Optimizing Jump Consistent Hash: Reducing Complexity to O(log n)

In a previous post the author explained the principle of Jump Consistent Hash; this follow‑up focuses on the O(n) time complexity of the original algorithm and proposes an optimization.

When expanding from n to n+1 nodes, each element moves with probability 1/(n+1); the algorithm uses a stable random sequence seeded by the key. To improve the O(n) cost, the author suggests randomly selecting the next bucket to jump to, ensuring the selection follows a specific probability distribution.

By defining the event that no jump occurs up to bucket i, the probability P(j ≥ i) is derived as (b+1)/i, where b is the last bucket where a jump happened. Using a uniform random number r∈[0,1), the condition r ≤ (b+1)/i leads to the equivalent inequality i ≤ floor((b+1)/r). This yields a simple selection rule: set j = floor((b+1)/r).

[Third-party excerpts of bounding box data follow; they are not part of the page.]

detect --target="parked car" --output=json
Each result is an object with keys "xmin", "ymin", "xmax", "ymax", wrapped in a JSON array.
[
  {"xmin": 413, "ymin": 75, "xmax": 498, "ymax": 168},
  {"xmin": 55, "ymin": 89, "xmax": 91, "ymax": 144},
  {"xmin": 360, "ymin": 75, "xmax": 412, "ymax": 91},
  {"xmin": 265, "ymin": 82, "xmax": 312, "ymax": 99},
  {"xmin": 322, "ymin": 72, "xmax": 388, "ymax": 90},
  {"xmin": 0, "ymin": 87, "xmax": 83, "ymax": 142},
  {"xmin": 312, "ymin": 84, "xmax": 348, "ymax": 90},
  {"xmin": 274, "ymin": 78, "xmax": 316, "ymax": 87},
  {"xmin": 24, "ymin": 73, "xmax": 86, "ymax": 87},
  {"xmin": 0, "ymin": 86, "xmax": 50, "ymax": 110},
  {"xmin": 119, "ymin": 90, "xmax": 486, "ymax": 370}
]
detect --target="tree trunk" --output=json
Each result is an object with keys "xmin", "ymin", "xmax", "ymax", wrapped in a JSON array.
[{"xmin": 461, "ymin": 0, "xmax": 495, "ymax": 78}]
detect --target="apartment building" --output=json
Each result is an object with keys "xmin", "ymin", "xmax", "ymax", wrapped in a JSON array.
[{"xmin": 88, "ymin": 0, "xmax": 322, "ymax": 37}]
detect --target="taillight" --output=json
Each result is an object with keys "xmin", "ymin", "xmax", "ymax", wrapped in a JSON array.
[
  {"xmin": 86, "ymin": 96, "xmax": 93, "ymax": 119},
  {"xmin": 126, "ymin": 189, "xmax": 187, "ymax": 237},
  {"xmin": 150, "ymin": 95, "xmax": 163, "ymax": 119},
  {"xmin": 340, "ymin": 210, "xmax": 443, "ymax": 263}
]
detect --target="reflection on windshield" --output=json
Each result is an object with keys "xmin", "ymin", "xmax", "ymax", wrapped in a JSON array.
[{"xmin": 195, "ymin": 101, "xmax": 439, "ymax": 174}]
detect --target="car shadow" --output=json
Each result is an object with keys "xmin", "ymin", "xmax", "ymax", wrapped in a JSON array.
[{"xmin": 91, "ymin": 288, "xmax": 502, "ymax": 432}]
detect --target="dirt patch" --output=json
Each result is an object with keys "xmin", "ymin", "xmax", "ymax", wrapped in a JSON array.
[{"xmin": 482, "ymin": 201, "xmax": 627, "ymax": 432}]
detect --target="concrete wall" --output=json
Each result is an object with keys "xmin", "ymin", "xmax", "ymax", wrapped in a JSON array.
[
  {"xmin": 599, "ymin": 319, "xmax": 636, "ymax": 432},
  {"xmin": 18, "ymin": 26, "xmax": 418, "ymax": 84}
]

The resulting algorithm computes the target bucket for a given key and number of buckets (numbered from 1) in O(log n) time. The Go implementation is shown below:

func ch2(key int, num_buckets int) int {
    r := rand.New(rand.NewSource(int64(key)))
    b1 := -1
    j := 0
    for j < num_buckets {
        b1 = j + 1
        j = int(math.Floor(float64(b1) / r.Float64()))
    }
    return b1
}

Because the average value of r is 0.5, jumps on average occur when the bucket count doubles, confirming the O(log n) complexity claim.